Nos orinábamos encima para volver a casa
Era en la primaria, primer o segundo grado, y ninguno de nosotros tenía problemas de vejiga. Si acaso, el anhelo de regresar a nuestros cuartos repletos de juguetes brillantes, a nuestras casas para ser arropados por mamá. Hoy por hoy, me gustaría decir que planeamos una resistencia urinal frente a la dura disciplina del colegio. Nada más falso. Todo ocurrió por inercia.
Un día de mucho calor mi compañero H., un niño sobresaliente que cumplía sus deberes académicos con rigor, se paró para decirle a la maestra que se había orinado encima. Permanecimos en silencio; absoluta disciplina, respeto para el compañero miado. Acto seguido, la maestra lo escoltó a la dirección, donde llamaron a su mamá para que lo llevara de vuelta a casa.
Primero creímos que se trataba de un colega caído en batalla, un hombre derrotado por sus necesidades fisiológicas. Así como en los viejos, nada podría haber despertado más compasión. Pero en realidad, H. era punta de lanza, vanguardista.
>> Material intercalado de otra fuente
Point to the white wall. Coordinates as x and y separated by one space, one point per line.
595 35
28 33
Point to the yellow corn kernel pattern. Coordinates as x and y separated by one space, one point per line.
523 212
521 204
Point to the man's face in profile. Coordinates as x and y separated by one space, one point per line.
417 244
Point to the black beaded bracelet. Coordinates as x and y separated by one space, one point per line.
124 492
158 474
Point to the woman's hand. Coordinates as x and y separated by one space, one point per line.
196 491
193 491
El niño fue un visionario que abriría la puerta a una de las maneras más prácticas para escapar de los deberes escolares.
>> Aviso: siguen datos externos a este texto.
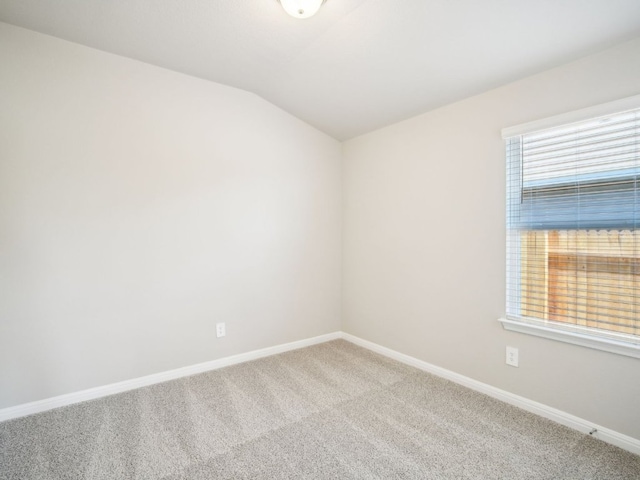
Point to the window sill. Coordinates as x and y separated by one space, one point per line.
608 345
H. fue el primero de lo que se convertiría en una tendencia dentro del aula. Cada dos o tres días, alguno de nosotros se miaba y lograba salir del colegio. Había jornadas en las que incluso más de uno se orinaba encima para volver a casa. Es extraño cómo, sin ponernos de acuerdo de forma explícita, diseñamos una metodología para miarse de forma efectiva. Primero, había que pedir permiso a la maestra de catecismo temprano en la mañana y salir al baño. Una vez afuera, uno se llenaba el estómago con agua en los bebederos. Y para terminar, ya entrado el día de trabajo, sólo había que permitirse orinar los pantalones, ponerse de pie y, con la mancha calientita todavía, pedirle ayuda a la maestra.
Toda nuestra comunicación partía de la intuición y de la lectura del entorno. No había una cofradía de miones, ni reuniones secretas en alguna especie de club exclusivo. No era una conjura lo que hacíamos. Tampoco puedo decir que todos los que nos orinábamos nos teníamos en estima. Sólo compartíamos objetivos y sabíamos descifrar los mensajes de los compañeros en armas.
Pero como en cualquier guerra, también hubo desertores y cobardes. Me da coraje pensar que había en nuestro grupo chicos pudorosos, recatados, limpios y con cabello engomado, que en lugar de orinarse mojaban un poco sus pantalones con agua de los bebederos y fingían ser parte de los miones del salón. Toda nuestra estructura, nuestro método, nuestra forma magnífica de operar nunca dicha abiertamente ni siquiera entre nosotros, se vino abajo el día en que uno de los pudorosos fue descubierto en pleno acto. Nada más deshonroso que un montón de miados falsos y repletos de artificio.
Aplaudo la manera de resolverlo del colegio. Después del incidente que nos delató, la dirección pidió a nuestros padres que, en lugar de llevarnos de regreso a casa, nos trajeran unos pantalones limpios. El primer día que vimos a uno de los nuestros regresar al salón sin la mancha de orina, con el olor a suavizante y el gesto de derrota, creímos que todo estaba perdido.
Un día A., uno de los nuestros, dio un paso decisivo. Fue un gesto tan increíblemente vergonzoso, que ni siquiera un par de pantalones nuevos iban a resarcir el daño que recibió su imagen pública. No hubo necesidad de pedirle ayuda a la maestra, el olor inundó el salón. A. lo había conseguido, con la cagada casi escurriéndole por la pierna, A. escapó de los deberes académicos y volvió a su cuarto repleto de juguetes brillantes.